18 октября Гитлер отдал нервозный приказ о формировании фольксштурма – ополчения из подростков и возрастных мужчин, ранее не подлежавших призыву. Кох отреагировал на действия Берлина бравурно, сообщая, что народ в едином порыве поддерживает фюрера. На самом деле избытка в добровольцах не наблюдалось: людей загоняли под ружье силой и быстро бросали в бой, пытаясь любой ценой остановить красноармейский потоп. Но тщетно: применение сбитых наспех батальонов закончилось обескураживающе и закономерно. Фольксштурм понес очень тяжелые потери при крайне умеренных результатах.
Однако, кроме этой инвалидной команды, немцы перебросили в Восточную Пруссию полноценные резервы – танковые дивизии – с других участков фронта. Черняховский, закрепившись в приграничных районах, взял паузу. Началась подготовка к масштабной Восточно-Прусской операции.
Эта операция потребовала координированных усилий сразу трех фронтов и в какой-то степени повторила, но с гораздо большим успехом, замысел царского генштаба в 1914 году. Силы 2-го Белорусского под командованием Константина Константиновича Рокоссовского должны были ударить по Восточной Пруссии с юга, из освобожденной Польши. Их задача заключалась в том, чтобы стремительным маршем прорваться к Балтийскому морю и отрезать провинцию от остальной Германии.

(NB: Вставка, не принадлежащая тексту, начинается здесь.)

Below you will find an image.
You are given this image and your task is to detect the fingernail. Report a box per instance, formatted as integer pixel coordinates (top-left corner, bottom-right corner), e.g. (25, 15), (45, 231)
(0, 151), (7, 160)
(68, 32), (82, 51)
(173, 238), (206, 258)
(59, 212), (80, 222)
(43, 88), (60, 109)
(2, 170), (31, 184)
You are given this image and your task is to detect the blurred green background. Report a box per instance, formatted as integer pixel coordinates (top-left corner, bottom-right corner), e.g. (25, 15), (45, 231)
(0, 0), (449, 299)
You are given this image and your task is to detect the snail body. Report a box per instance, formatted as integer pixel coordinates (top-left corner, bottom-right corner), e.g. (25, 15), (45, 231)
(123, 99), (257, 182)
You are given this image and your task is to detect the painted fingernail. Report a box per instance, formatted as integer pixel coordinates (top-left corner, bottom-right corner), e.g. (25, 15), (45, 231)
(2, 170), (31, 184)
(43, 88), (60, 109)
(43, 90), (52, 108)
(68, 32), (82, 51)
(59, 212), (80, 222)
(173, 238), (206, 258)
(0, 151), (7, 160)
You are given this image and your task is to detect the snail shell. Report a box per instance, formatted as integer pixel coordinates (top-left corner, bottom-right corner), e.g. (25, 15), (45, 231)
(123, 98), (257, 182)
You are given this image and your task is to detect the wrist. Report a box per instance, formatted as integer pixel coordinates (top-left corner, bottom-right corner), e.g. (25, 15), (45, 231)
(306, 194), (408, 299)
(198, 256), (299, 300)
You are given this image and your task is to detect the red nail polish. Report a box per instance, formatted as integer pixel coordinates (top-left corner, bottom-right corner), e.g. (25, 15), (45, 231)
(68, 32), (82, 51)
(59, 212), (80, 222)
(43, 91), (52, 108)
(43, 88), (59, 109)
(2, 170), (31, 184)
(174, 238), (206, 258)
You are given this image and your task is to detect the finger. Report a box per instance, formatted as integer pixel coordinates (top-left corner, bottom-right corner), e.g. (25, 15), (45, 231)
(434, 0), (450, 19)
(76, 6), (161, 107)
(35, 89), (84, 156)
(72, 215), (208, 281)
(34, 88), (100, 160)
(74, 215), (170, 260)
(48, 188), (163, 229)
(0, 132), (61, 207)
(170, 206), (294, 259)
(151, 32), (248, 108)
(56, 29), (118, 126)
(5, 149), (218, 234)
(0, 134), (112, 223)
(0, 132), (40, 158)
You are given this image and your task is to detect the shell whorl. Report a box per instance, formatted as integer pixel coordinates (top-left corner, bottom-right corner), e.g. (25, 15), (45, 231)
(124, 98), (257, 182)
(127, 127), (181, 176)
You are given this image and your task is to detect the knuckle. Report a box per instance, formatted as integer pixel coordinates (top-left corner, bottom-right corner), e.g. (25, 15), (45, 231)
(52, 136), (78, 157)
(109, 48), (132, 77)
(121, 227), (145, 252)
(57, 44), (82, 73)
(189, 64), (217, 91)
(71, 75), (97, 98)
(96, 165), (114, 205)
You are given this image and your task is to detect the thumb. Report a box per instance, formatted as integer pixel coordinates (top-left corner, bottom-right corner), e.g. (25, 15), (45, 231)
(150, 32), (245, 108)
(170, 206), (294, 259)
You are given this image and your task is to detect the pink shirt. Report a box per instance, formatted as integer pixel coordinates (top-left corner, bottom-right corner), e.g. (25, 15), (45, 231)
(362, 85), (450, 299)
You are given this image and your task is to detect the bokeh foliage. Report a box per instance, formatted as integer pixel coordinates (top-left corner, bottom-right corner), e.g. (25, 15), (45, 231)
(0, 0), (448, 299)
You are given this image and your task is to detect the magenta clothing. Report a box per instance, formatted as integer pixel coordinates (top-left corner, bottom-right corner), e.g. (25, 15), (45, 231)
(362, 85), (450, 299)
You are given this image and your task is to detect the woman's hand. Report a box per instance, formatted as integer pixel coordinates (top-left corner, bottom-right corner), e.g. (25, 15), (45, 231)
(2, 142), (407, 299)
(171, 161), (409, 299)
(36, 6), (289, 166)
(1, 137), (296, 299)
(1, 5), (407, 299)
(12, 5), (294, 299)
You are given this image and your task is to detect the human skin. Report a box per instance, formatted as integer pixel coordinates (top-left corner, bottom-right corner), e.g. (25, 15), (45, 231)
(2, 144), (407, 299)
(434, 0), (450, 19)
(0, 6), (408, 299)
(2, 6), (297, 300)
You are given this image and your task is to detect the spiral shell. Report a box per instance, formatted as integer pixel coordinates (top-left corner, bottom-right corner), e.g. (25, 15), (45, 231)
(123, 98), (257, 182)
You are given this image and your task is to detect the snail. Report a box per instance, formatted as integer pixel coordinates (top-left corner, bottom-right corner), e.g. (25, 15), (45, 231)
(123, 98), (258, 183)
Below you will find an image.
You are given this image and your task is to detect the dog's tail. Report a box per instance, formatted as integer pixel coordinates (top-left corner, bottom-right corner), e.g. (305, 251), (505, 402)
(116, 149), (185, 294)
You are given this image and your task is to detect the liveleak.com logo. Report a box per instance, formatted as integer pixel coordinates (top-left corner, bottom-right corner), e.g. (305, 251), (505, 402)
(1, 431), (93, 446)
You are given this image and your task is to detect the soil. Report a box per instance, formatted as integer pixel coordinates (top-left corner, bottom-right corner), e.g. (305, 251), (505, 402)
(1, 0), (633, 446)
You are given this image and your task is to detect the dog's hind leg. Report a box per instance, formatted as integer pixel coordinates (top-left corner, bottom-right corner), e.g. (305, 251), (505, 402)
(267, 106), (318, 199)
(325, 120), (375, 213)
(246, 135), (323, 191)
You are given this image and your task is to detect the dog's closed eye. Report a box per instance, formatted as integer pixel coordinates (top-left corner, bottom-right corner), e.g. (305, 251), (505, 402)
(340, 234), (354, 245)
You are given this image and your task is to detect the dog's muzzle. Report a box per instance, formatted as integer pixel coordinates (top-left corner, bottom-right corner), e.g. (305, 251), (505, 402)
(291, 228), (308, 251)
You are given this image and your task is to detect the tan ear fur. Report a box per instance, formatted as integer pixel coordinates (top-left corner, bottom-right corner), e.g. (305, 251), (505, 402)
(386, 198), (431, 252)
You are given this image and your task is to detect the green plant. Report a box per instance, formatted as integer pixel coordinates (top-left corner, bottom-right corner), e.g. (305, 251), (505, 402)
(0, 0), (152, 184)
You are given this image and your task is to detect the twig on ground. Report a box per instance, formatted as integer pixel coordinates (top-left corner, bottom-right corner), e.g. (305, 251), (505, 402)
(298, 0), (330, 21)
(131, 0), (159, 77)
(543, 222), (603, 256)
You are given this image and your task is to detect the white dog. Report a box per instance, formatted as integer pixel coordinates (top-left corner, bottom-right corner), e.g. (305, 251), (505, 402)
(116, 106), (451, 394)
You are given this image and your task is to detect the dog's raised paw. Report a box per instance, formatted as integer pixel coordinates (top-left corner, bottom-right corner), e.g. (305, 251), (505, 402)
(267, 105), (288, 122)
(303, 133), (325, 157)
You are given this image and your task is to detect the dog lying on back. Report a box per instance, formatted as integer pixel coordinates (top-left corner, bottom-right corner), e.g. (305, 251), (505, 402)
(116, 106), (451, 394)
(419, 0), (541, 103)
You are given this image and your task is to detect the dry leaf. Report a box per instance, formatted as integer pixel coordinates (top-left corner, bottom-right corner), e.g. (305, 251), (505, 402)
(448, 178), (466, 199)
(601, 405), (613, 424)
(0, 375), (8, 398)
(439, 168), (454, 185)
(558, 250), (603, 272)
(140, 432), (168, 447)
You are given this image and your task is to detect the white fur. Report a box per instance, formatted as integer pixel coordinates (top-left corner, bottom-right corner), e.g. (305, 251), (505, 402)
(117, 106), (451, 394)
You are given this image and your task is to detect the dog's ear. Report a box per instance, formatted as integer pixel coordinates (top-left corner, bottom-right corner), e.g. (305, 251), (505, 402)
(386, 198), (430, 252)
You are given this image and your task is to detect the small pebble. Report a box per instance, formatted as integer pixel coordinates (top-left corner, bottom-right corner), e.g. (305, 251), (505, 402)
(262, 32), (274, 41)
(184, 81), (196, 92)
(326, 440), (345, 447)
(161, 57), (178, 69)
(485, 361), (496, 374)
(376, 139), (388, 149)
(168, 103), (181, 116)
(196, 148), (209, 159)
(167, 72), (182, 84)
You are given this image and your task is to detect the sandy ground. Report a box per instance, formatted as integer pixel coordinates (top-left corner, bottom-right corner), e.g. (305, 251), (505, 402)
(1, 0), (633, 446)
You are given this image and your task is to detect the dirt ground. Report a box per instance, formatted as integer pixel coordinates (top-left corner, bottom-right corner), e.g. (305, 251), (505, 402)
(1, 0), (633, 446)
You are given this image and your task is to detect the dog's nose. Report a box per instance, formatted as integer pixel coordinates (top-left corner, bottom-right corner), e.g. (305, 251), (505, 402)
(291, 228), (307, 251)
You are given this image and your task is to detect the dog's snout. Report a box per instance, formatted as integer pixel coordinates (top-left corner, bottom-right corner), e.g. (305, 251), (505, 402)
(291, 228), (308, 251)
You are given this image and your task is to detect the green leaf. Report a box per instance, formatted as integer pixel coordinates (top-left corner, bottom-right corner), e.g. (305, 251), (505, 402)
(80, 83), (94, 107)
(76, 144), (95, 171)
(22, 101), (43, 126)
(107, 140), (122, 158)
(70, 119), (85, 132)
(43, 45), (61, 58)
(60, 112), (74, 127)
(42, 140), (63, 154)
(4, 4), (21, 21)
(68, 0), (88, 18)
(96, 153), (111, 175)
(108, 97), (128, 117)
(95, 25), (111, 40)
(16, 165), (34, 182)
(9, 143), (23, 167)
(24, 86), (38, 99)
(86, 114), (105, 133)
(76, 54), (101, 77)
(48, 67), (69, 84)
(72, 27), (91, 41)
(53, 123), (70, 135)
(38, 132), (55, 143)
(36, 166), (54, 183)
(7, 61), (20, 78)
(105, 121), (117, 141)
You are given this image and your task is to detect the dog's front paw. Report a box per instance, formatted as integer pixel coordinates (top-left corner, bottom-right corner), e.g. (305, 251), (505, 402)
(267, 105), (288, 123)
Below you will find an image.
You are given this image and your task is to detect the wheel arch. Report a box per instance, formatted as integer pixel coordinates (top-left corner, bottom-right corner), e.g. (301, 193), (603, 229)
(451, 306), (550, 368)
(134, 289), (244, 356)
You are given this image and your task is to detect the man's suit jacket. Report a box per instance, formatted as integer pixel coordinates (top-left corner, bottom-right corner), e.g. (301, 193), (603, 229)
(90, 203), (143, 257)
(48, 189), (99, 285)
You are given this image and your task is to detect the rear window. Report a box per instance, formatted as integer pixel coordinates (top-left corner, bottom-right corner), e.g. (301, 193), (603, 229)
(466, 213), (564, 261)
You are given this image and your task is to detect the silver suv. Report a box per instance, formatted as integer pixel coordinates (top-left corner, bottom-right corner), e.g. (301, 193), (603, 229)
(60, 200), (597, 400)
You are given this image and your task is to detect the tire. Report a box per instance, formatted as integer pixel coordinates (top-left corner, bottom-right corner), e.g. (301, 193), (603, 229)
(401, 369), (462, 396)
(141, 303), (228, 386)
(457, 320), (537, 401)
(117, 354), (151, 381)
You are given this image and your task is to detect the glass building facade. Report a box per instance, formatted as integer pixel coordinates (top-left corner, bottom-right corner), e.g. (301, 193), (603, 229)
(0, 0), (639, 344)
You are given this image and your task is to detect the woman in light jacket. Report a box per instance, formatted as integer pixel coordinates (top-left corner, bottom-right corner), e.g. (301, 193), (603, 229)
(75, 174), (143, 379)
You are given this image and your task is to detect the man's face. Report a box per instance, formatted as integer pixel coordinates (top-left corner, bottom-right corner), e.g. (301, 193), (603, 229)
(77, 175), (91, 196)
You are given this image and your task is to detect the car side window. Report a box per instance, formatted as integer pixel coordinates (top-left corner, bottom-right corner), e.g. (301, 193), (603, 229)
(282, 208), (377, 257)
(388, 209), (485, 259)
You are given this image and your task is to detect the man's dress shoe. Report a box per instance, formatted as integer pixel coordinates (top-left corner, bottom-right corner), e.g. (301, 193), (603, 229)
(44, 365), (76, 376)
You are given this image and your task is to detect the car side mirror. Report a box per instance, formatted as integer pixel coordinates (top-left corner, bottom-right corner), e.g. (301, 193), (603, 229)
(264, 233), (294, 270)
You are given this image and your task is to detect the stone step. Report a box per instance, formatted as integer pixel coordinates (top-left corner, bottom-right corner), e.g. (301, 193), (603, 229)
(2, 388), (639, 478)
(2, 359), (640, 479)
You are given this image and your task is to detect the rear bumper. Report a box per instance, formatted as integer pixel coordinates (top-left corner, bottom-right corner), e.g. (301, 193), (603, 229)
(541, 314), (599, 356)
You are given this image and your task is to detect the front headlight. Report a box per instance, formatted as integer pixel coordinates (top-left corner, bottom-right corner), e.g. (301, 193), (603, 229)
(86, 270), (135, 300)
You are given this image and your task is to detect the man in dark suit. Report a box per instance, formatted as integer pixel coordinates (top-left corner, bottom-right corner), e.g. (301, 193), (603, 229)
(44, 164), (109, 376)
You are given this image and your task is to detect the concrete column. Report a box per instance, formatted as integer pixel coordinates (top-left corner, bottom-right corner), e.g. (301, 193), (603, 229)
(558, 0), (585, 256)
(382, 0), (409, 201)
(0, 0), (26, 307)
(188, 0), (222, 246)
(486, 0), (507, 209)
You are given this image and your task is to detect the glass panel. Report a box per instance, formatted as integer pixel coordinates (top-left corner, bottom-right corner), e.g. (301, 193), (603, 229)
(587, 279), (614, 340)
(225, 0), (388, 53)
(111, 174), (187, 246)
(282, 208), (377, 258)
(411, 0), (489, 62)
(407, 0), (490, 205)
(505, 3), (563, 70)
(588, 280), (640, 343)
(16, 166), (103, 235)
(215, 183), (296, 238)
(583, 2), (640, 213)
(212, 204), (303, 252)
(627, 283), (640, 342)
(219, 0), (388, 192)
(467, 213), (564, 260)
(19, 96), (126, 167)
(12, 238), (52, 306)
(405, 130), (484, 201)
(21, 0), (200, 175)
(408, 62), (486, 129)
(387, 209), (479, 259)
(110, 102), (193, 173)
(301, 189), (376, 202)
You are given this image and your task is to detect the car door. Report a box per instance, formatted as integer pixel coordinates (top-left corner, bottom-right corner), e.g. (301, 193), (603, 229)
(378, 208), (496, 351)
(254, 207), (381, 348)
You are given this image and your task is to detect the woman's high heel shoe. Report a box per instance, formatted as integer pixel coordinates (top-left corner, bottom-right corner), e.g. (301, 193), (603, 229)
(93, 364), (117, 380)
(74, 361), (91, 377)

Третий Белорусский Черняховского синхронно начинал наступление с востока, действуя на Кенигсберг и далее на Земланд. Вспомогательная роль отводилась 1-му Прибалтийскому фронту Ивана Христофоровича Баграмяна, который должен был овладеть самым восточным портом области – Мемелем, нынешней Клайпедой, а также содействовать Черняховскому.
Операция началась 13 января 1945 года. Блестяще действовали войска Рокоссовского: сминая оборону противника, они неуклонно и неумолимо мчались к Балтике, которой достигли в конце января. Восточная Пруссия, цитадель германской воинственности, оказалась в сухопутной блокаде. Отныне ее снабжение было возможно только по морю, через Пиллау. 28 января советские войска овладели и Мемелем. Наконец в тех же числах силы Черняховского, преодолевая упорное сопротивление вермахта, вышли к предместьям Кенигсберга, полностью окружили город и отрезали его от группировки противника на Земландском полуострове и порта Пиллау. К югу от города в Хайлигенбайльском котле варилась 4-я армия вермахта, прижатая к заливу Фришес-Гафф.
Таким образом, немецкие войска в Восточной Пруссии оказались умело рассечены на три части. Сил для штурма Кенигсберга пока не было, и Красная Армия приступила к ликвидации других группировок противника. В марте удалось разобраться с 4-й армией. Ее оборона была прорвана во многих местах, иногда при помощи солдатской смекалки. Так, гвардии капитан Боровченко обшил несколько немецких тракторов фанерой, установил на деревянные настилы сорокапятимиллиметровые пушки и в конце концов добился сходства сельскохозяйственных машин с танками. У немцев, никак не ожидавших танковой атаки, появление этих советских франкенштейнов на поле боя вызвало панику и привело к их бегству с позиций. Впрочем, более традиционные методы тоже работали. К концу марта весь южный берег Фришес-Гаффа, ныне Калининградского залива, оказался в наших руках.